I'm researching a way of producing avro messages from php to kafka using php-enqueue.
Their documentation states that you can use other formats, including Apache Avro.
By default the transport serializes messages to json format but you might want to use another format such as Apache Avro. For that you have to implement Serializer interface and set it to the context, producer or consumer. If a serializer set to context it will be injected to all consumers and producers created by the context.
<?php use Enqueue\RdKafka\Serializer; use Enqueue\RdKafka\RdKafkaMessage; class FooSerializer implements Serializer { public function toMessage($string) {} public function toString(RdKafkaMessage $message) {} } /** @var \Enqueue\RdKafka\RdKafkaContext $context */ $context->setSerializer(new FooSerializer());
The serializer in the example is converting to and from strings. Avro format is binary as far as I understand, so how is a custom serializer supposed to work in this case?
Php strings can contain binary data. Here's a partial implementation of producing an avro message using a schema id that had been registered in schema registry.

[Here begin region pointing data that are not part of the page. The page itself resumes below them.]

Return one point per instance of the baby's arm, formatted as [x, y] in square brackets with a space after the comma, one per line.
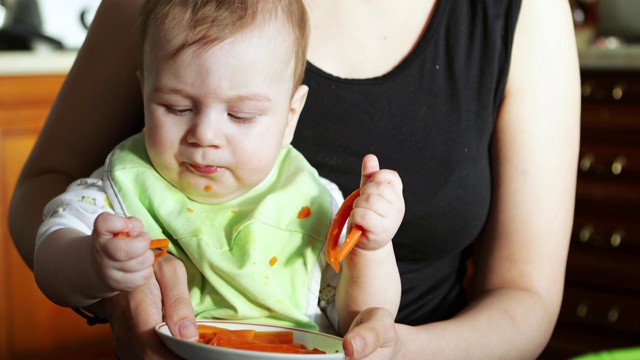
[75, 247]
[74, 269]
[370, 276]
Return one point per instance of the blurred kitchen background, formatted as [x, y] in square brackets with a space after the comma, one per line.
[601, 307]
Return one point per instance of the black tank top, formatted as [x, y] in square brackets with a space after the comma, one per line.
[431, 119]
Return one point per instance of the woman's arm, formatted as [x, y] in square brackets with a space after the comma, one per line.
[522, 255]
[98, 106]
[370, 276]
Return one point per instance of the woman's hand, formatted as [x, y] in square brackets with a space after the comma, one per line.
[372, 335]
[380, 207]
[133, 315]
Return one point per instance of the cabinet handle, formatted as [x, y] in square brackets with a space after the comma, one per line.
[618, 91]
[613, 314]
[585, 161]
[583, 309]
[585, 233]
[618, 163]
[586, 90]
[616, 237]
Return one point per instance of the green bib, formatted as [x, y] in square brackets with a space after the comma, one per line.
[248, 259]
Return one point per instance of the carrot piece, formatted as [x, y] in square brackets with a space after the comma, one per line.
[335, 256]
[252, 340]
[271, 348]
[162, 244]
[273, 261]
[159, 243]
[274, 337]
[304, 213]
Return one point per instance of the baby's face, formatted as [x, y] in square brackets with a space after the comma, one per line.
[217, 118]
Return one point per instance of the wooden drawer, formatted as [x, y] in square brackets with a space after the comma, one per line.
[617, 316]
[609, 270]
[599, 231]
[610, 162]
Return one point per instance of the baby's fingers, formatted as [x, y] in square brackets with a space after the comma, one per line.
[127, 249]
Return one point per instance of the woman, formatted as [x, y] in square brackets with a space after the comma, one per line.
[484, 133]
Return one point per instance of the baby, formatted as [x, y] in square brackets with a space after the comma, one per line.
[214, 172]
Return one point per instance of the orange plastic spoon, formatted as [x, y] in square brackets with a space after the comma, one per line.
[335, 255]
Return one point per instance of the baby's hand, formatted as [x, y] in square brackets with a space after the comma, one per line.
[120, 250]
[380, 207]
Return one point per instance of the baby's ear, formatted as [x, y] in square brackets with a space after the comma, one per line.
[297, 103]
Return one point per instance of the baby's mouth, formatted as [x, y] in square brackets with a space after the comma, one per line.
[205, 169]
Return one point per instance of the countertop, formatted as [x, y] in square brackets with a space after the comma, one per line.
[623, 57]
[26, 63]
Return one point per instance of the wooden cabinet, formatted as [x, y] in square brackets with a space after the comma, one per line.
[31, 327]
[601, 306]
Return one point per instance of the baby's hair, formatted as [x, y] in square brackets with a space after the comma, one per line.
[205, 23]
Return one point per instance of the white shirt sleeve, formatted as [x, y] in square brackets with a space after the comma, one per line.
[77, 207]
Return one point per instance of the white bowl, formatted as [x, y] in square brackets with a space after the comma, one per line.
[189, 350]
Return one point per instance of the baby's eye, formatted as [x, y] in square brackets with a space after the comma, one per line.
[177, 110]
[242, 119]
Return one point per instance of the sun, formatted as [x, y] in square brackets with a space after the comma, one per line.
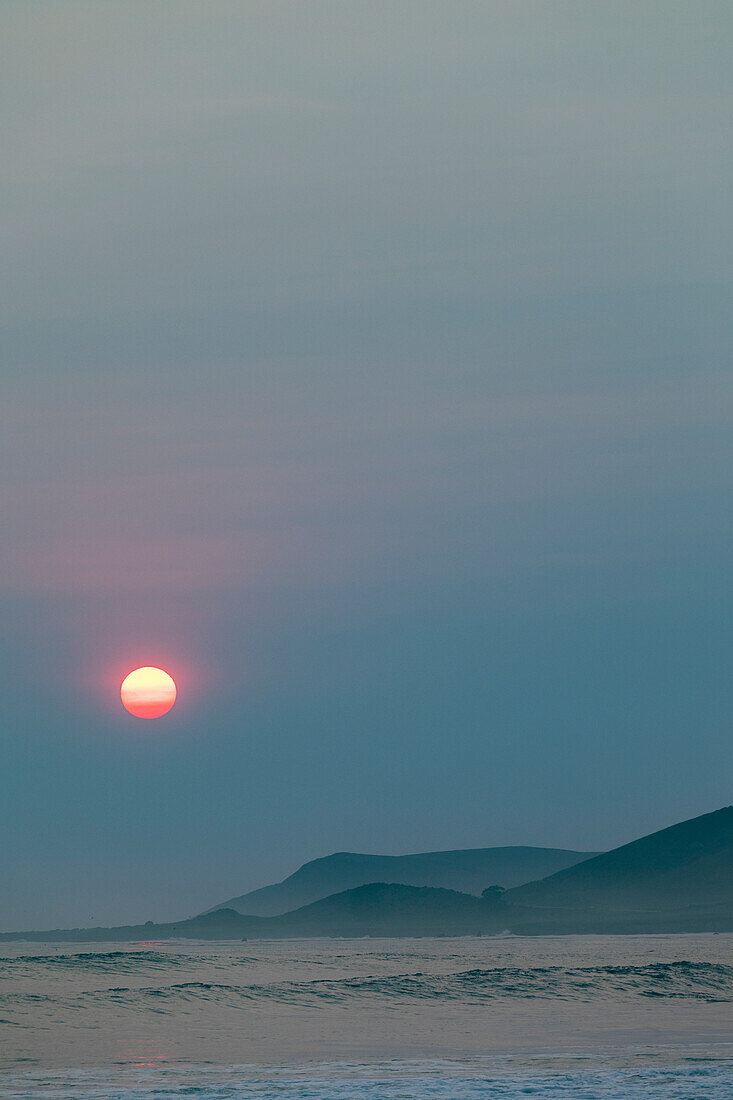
[148, 692]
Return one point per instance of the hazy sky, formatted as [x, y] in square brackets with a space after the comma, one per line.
[367, 365]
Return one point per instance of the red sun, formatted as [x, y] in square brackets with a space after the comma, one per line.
[148, 692]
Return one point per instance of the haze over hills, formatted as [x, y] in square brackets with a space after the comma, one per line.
[466, 870]
[679, 879]
[687, 867]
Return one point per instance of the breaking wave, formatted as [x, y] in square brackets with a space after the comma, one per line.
[699, 981]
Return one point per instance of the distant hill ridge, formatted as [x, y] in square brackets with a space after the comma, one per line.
[679, 879]
[467, 870]
[689, 865]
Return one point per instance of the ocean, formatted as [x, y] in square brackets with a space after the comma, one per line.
[557, 1016]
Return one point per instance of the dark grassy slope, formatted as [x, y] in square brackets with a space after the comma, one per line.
[468, 871]
[679, 876]
[677, 880]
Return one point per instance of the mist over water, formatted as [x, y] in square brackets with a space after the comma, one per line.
[568, 1016]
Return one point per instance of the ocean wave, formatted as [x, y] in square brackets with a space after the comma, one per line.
[708, 1079]
[701, 981]
[107, 963]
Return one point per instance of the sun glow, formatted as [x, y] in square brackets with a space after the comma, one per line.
[148, 692]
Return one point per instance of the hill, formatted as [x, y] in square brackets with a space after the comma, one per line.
[681, 876]
[679, 879]
[467, 870]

The serialization to avro is done using jaumo/avro implementation.
public function toString(RdKafkaMessage $message): string
{
...
$message = json_decode($message->getBody(), true);
$encodedHeader = $this->createAvroHeader($schemaId);
$encodedMessage = Serde::encodeMessage($parsedSchema, $message);
return $encodedHeader . $encodedMessage;
}
private function createAvroHeader(int $schemaId): string
{
$binarySchemaId = hex2bin(sprintf("%08s", dechex($schemaId)));
return pack("C", 0) . $binarySchemaId;
}